McGettigan, demonstrating the patience of a saint, gently pointed out that the document in question was indeed available online, directing Weir to the 'Search' function. This sent Weir into a tailspin, as he had apparently never encountered such cutting-edge technology.
"My AOL 1995 CD didn't come with a 'search' function!" Weir replied, sparking a furious debate among onlookers about whether he was still living in the previous millennium.
Ever the trooper, McGettigan then suggested that Weir might be able to locate the document by simply scrolling through the website. Weir, looking as if he had been asked to decode the Voynich manuscript, countered, "Scrolling? You mean like, with parchment?"
The discussion took a philosophical turn when Weir pondered aloud, "Why isn't this website reading my mind yet? I thought we were in the age of Artificial Intelligence?"
Upon reflection, Weir, unfazed by the confusion, remarked, "You know, I've heard all these kids talking about 'the cloud.' I tried that once – left my laptop outside during a storm and it still couldn't find the planning department's website. Tech is a darn hoax!"
When asked to comment, McGettigan was found in the county office, repeatedly hitting his head against a desk and quietly whispering, "I'm not in IT. I'm not in IT."

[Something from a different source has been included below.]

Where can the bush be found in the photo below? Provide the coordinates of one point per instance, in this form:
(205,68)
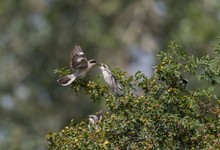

Moving forward, the county board has earmarked funds for a mandatory tech training session, tentatively titled "Computers: They Don’t Bite, Bob," aimed at improving Weir's online navigation skills and proving once and for all that the Internet and telepathy are not synonymous.
"We just hope he doesn't try to feed the computer a floppy disk," a board member sighed off the record. "Or worse, his lunch."